# PRMT-2183 Is it worth using Attachment MIDs in the pipeline to categorise transfers?

## Hypothesis
**We believe that** we should use attachment MID data to more accurately classify transfers
**We will know this to be true** when we see a significant number of Transferred, not Integrated transfers re-categorised as Technical Failures

## Context
Take a sample of pending transfers with COPC, where all COPC messages have been acknowledged. Measure for how many of these the number of COPC messages sent matches the number of COPC expected according to Attachment MID. 

Using spine data:
1. Number of Conversations
2. Number of Conversations without any error code 12
3. Number of above which have core extract received, but do not have final ack message (transfers that would not be categorised as anything else under our new status proposal).
4. Number of above that have COPC messages according to Attachment MID
5. Number of above where all COPCs sent are acknowledged
6. Number of the above for which the number of COPC sent is less than the number in Attachment MID 

6 as a percentage of (2) is our ultimate output, as it tells us what portion of transfers would be re-categorised as a consequence of using attachment MIDs data.


In [1]:
import pandas as pd

In [2]:
# Raw gp2gp spine data

gp2gp_spine_data_files = [
  "s3://prm-gp2gp-data-sandbox-dev/spine-gp2gp-data/Mar-2021.csv.gz",
  "s3://prm-gp2gp-data-sandbox-dev/spine-gp2gp-data/Apr-2021.csv.gz"
]

gp2gp_spine = pd.concat((
    pd.read_csv(f, parse_dates=["_time"])
    for f in gp2gp_spine_data_files
))

interaction_name_mapping = {
    "urn:nhs:names:services:gp2gp/RCMR_IN010000UK05": "req start",
    "urn:nhs:names:services:gp2gp/RCMR_IN030000UK06": "req complete",
    "urn:nhs:names:services:gp2gp/COPC_IN000001UK01": "COPC",
    "urn:nhs:names:services:gp2gp/MCCI_IN010000UK13": "ack"
}

gp2gp_spine['interaction_name']=gp2gp_spine['interactionID'].replace(interaction_name_mapping)
gp2gp_spine = gp2gp_spine.drop_duplicates()

In [4]:
attachment_mids_folder="s3://prm-gp2gp-data-sandbox-dev/43-PRMT-2167-attachment-mids/"
attachment_mids_files=["attachment_mids_april_2021.csv","attachment_mids_march_2021.csv"]
attachment_mids=pd.concat([pd.read_csv(attachment_mids_folder + file) for file in attachment_mids_files])

In [24]:
# 1. Filtering for conversations that have started within the dataset
filter_data = gp2gp_spine.copy()
conversation_ids_with_req_start = filter_data.loc[filter_data['interaction_name']=='req start','conversationID'].unique()
filter_data = filter_data[filter_data["conversationID"].isin(conversation_ids_with_req_start)]

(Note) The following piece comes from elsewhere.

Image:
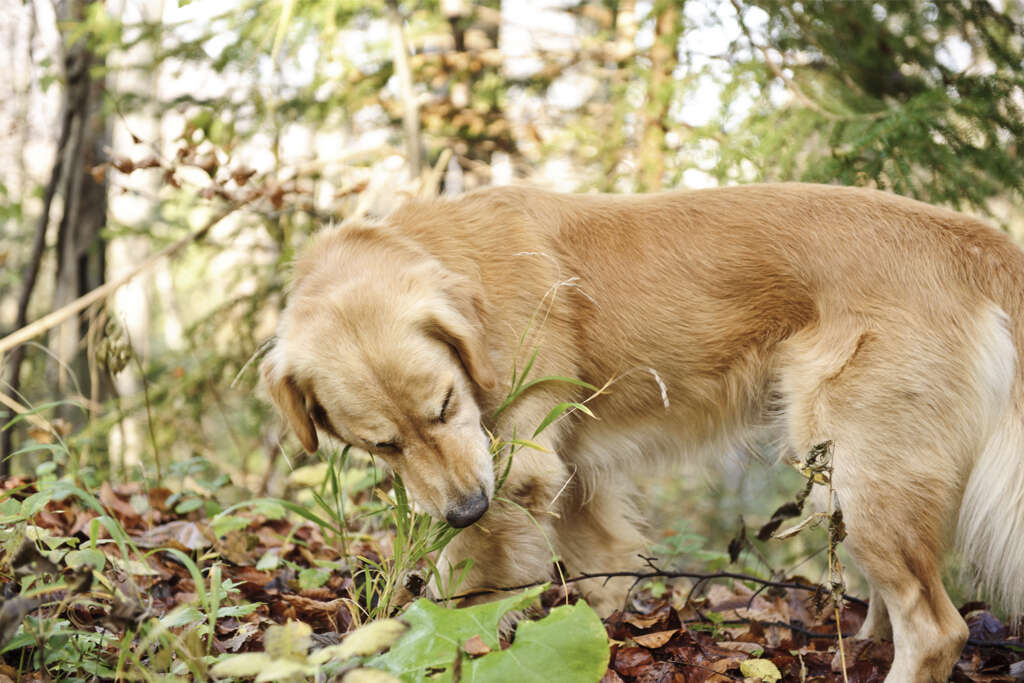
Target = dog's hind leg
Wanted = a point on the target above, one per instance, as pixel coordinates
(902, 410)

print(f"Total number of conversations: {conversation_ids_with_req_start.shape[0]}")

Total number of conversations: 545063


In [25]:
# 2. Filtering for conversations that do not have error code 12
conversation_ids_with_error_code_12 = filter_data.loc[filter_data['jdiEvent']=='12','conversationID'].unique()
conversation_ids_without_error_code_12 = list(set(filter_data['conversationID'].unique()) - set(conversation_ids_with_error_code_12))
filter_data = filter_data[filter_data["conversationID"].isin(conversation_ids_without_error_code_12)]

print(f"Total number of conversations without error code 12: {len(conversation_ids_without_error_code_12)}")

Total number of conversations without error code 12: 537440


In [26]:
# 3. Conversations that have core extract received, but do not have final ack message
# First filtering for conversations with core extract
conversation_ids_with_core_extract = filter_data.loc[filter_data['interaction_name']=='req complete','conversationID'].unique() 
filter_data = filter_data[filter_data["conversationID"].isin(conversation_ids_with_core_extract)]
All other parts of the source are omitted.